ACE2 expression alone likely cannot explain the cellular targets of SARS-CoV-2. Indeed, its spike protein diverges from SARS-CoV and the closely related bat coronavirus RaTG13 by the acquisition of the amino acids PRRA, conferring a furin cleavage site between the S1 and S2 subunits [71]. Cleavage at this site facilitates the adoption of an open conformation, exposing the receptor-binding domain of SARS-CoV-2 spike, and is provided by the ubiquitously expressed convertase furin [72]. The secondary cleavage of SARS-CoV-2 spike occurs at the S2’ site which exposes the fusion peptide and leads to viral envelope merger with host cell membrane [73]. This proteolytic step is mediated primarily by TMPRSS2, although some priming may occur via cathepsin B and L [23]. The cellular distribution of TMPRSS2 is more restricted than furin, however TMPRSS2 is highly expressed by AT2 cells [40]. Thus if productive infection requires all 3 proteins, the level of ACE2 expression may confer the crucial element limiting viral propagation in severe disease.

Although our study was originally designed to characterize the effects of age and ventilation on ACE2 expression, during data acquisition, the presence of strong vascular ACE2 staining in 2 cases was striking. This prompted us to investigate the underlying cause. Chart review uncovered that 1 patient was receiving an ACEI at the time of sample collection and the second was receiving an ARB just prior to collection.

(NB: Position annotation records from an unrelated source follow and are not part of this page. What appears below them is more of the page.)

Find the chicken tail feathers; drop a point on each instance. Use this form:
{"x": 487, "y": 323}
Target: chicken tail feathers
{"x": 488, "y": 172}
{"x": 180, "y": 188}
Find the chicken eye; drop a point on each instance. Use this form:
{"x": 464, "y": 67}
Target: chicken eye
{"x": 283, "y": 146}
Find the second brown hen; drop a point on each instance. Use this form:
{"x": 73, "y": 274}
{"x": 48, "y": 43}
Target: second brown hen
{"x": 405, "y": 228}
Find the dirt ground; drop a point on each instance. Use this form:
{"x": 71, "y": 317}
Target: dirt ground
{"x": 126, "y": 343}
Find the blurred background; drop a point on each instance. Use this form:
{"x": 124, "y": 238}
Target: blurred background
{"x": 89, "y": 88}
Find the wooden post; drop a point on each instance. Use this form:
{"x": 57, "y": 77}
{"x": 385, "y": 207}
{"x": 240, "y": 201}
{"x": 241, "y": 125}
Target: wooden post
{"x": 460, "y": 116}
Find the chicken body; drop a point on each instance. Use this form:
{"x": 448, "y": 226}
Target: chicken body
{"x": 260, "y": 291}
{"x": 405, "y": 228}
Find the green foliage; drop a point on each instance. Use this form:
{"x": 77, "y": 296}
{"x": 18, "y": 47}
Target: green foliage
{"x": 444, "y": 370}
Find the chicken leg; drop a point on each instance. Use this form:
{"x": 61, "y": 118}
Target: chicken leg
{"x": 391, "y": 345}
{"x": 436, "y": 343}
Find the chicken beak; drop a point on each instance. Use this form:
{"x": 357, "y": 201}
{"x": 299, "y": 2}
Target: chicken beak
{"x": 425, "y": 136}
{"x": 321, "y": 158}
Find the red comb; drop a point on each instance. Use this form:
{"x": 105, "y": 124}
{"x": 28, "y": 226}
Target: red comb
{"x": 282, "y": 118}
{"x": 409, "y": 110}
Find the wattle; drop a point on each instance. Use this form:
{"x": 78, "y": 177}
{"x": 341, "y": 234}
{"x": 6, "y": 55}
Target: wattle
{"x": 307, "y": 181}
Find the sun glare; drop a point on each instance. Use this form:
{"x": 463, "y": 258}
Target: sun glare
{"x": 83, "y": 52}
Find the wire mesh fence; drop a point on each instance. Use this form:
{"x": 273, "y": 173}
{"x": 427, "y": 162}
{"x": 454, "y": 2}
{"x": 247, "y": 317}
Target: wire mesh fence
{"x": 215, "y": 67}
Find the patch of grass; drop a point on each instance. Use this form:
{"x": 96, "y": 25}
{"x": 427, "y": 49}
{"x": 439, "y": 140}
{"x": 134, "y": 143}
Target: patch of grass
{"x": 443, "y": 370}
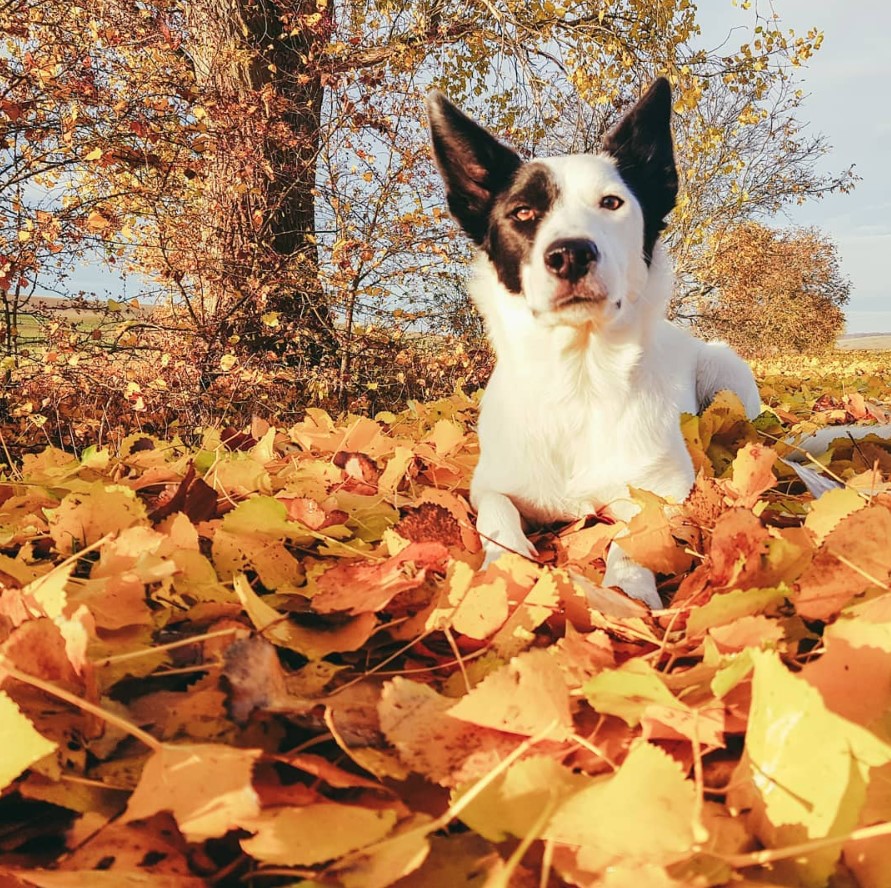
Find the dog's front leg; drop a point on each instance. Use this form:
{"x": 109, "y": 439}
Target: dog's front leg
{"x": 500, "y": 527}
{"x": 719, "y": 368}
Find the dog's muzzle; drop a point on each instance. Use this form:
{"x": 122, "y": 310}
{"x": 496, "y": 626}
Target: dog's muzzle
{"x": 570, "y": 259}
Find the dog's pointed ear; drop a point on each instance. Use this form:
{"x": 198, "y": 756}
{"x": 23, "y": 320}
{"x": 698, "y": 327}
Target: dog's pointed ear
{"x": 474, "y": 165}
{"x": 642, "y": 147}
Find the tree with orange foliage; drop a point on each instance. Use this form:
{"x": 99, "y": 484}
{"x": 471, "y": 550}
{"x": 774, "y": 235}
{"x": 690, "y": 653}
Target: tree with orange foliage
{"x": 773, "y": 290}
{"x": 266, "y": 162}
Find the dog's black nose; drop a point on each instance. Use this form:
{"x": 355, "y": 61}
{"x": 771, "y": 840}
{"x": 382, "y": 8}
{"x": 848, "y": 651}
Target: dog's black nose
{"x": 570, "y": 258}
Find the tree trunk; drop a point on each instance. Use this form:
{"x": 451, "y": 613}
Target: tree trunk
{"x": 255, "y": 69}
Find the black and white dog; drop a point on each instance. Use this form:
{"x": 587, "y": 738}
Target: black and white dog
{"x": 573, "y": 281}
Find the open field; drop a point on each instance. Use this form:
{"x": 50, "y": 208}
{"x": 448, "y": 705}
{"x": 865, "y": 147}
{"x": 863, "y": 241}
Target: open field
{"x": 866, "y": 341}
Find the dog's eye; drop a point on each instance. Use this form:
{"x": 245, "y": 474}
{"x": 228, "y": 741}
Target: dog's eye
{"x": 524, "y": 214}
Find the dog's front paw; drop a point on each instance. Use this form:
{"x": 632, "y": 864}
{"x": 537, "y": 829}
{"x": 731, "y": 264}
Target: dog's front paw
{"x": 493, "y": 551}
{"x": 635, "y": 581}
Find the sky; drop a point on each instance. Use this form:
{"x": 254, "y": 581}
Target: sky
{"x": 845, "y": 82}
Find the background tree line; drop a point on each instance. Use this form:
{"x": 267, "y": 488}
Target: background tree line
{"x": 264, "y": 164}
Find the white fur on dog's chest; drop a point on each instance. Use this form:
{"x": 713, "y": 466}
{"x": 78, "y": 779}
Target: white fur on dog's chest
{"x": 566, "y": 439}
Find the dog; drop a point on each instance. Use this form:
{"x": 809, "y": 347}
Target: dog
{"x": 573, "y": 282}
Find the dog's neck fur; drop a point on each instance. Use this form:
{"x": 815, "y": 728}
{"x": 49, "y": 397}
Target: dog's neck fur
{"x": 565, "y": 360}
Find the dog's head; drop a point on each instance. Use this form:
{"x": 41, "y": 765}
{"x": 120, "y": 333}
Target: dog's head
{"x": 572, "y": 235}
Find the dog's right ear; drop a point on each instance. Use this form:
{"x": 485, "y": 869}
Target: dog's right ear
{"x": 474, "y": 165}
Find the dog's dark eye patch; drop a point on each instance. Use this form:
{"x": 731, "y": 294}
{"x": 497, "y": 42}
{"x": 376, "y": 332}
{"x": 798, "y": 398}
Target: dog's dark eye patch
{"x": 512, "y": 233}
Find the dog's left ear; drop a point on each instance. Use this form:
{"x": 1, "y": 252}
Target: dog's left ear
{"x": 642, "y": 147}
{"x": 474, "y": 165}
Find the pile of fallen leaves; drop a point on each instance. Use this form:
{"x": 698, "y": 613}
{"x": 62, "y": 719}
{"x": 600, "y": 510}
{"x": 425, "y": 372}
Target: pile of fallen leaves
{"x": 275, "y": 660}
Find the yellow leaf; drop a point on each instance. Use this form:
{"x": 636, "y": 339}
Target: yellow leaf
{"x": 805, "y": 769}
{"x": 827, "y": 511}
{"x": 22, "y": 745}
{"x": 648, "y": 796}
{"x": 97, "y": 222}
{"x": 85, "y": 516}
{"x": 315, "y": 833}
{"x": 207, "y": 787}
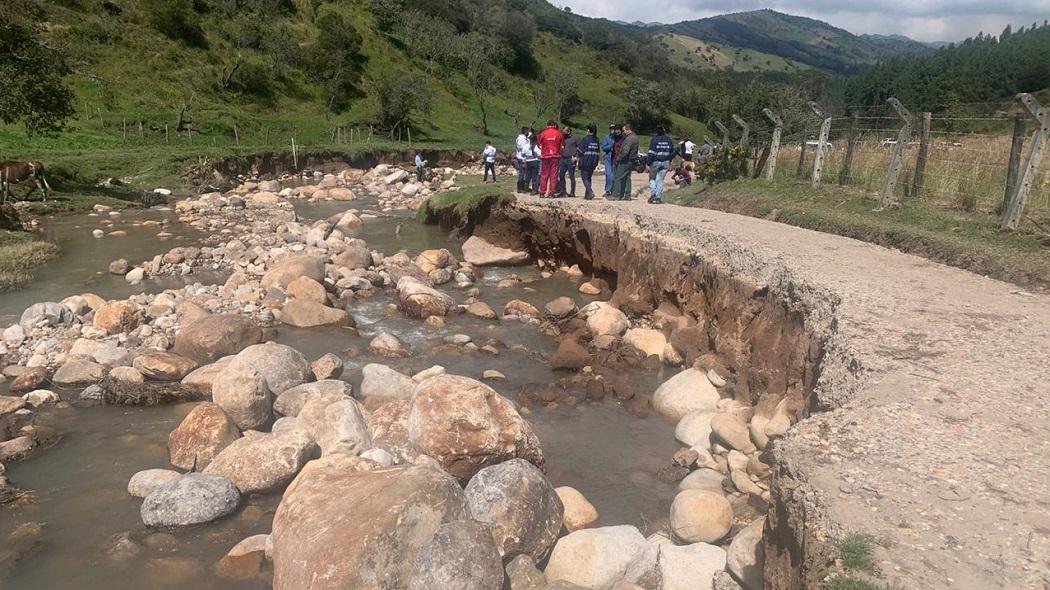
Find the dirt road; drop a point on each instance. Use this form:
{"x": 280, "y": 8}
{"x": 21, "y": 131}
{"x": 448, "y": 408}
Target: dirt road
{"x": 936, "y": 430}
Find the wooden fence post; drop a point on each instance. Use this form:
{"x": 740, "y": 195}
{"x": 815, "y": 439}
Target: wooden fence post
{"x": 778, "y": 128}
{"x": 920, "y": 178}
{"x": 801, "y": 153}
{"x": 1019, "y": 197}
{"x": 725, "y": 132}
{"x": 818, "y": 161}
{"x": 888, "y": 197}
{"x": 746, "y": 132}
{"x": 851, "y": 148}
{"x": 1013, "y": 166}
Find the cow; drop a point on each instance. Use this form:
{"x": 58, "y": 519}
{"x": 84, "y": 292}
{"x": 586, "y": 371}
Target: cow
{"x": 13, "y": 171}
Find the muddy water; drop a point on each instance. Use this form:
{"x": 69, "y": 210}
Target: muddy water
{"x": 82, "y": 266}
{"x": 80, "y": 484}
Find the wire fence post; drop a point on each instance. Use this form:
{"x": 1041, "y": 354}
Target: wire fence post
{"x": 851, "y": 149}
{"x": 801, "y": 153}
{"x": 778, "y": 128}
{"x": 888, "y": 197}
{"x": 1013, "y": 165}
{"x": 818, "y": 160}
{"x": 725, "y": 132}
{"x": 920, "y": 178}
{"x": 746, "y": 130}
{"x": 1019, "y": 197}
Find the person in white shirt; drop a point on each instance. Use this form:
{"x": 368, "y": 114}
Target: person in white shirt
{"x": 524, "y": 149}
{"x": 488, "y": 156}
{"x": 420, "y": 168}
{"x": 688, "y": 147}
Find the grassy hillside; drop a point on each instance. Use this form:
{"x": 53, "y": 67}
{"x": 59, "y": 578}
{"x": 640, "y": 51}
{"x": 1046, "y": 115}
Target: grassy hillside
{"x": 134, "y": 81}
{"x": 794, "y": 38}
{"x": 700, "y": 55}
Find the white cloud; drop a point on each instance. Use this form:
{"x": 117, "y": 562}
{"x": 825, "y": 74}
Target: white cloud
{"x": 925, "y": 20}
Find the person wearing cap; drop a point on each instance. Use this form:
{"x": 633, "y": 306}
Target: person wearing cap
{"x": 522, "y": 150}
{"x": 551, "y": 142}
{"x": 568, "y": 164}
{"x": 610, "y": 171}
{"x": 626, "y": 152}
{"x": 590, "y": 153}
{"x": 488, "y": 157}
{"x": 660, "y": 154}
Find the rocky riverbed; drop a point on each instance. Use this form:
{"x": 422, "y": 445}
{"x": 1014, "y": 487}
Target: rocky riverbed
{"x": 370, "y": 418}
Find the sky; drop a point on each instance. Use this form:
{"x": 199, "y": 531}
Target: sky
{"x": 923, "y": 20}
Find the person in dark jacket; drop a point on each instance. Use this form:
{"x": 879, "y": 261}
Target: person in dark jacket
{"x": 610, "y": 169}
{"x": 589, "y": 156}
{"x": 568, "y": 164}
{"x": 626, "y": 154}
{"x": 660, "y": 153}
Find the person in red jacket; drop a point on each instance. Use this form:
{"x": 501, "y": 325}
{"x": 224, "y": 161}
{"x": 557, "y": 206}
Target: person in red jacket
{"x": 551, "y": 143}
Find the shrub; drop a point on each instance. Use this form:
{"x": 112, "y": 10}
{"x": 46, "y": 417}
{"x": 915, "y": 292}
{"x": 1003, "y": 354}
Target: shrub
{"x": 176, "y": 20}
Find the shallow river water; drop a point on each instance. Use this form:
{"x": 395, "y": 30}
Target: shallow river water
{"x": 79, "y": 485}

The remaining 29 cases were taken from patients not receiving either class of medication. ACE2 has been shown previously to be upregulated by ACEI/ARB therapy in the rodent heart [74] and human intestine [75], raising the concern that these therapeutics may predispose to SARS-CoV-2 infection [76]. Observational studies have indicated that the use of ACEI/ARBs does not increase the chances of testing positive for SARS-CoV-2 [77] and reduces the chances of Covid-19 mortality [78]. Randomized trials to assess the impact of ACEI/ARB discontinuation in Covid-19 are currently planned and ongoing [79, 80]. Although we identified elevated pulmonary endothelial ACE2 expression in the only 2 patients on ACEI/ARBs in our cohort, this finding is preliminary and requires replication. A recent study has demonstrated pulmonary vascular endothelialitis associated with SARS-CoV-2 infection of these cells [9]. Whether increased endothelial ACE2 expression modulates this disease feature or Covid-19 pathogenesis in general is currently unknown.

Limitations

In this small series of cases, we identified increased ACE2 RNA and ACE2 protein expression within the human lung associated with age, when controlling for ventilator status. Although our RNAseq analyses drew on the sample rich resource of the GTEx dataset, including 578 unique donor lung samples, our quantitative IHC results derived from limited archival samples (12 samples from 11 patients). However, the concordance between our findings at the RNA and protein level revealing an interaction of mechanical ventilation and age in both cases, strengthens our conclusions.

Supporting information

S1 File

(DOCX)

Click here for additional data file.^{(6.4MB, docx)}

Acknowledgments

We would like to thank the staff of the Stanford Medicine Department of Pathology for excellence in patient care throughout the current pandemic and selfless diligence in cataloguing, processing, and reporting the original case material contributing to this study. We also extend our sincere appreciation to Norman Cyr for assistance with image acquisition and processing and Erna Forgo for help with image acquisition and initial interpretation. This manuscript has been released as a pre-print at medRxiv, medRxiv 2020.07.05.20140467 [81].

Data Availability

All relevant data are within the paper and its Supporting Information files.

Funding Statement

The author(s) received no specific funding for this work.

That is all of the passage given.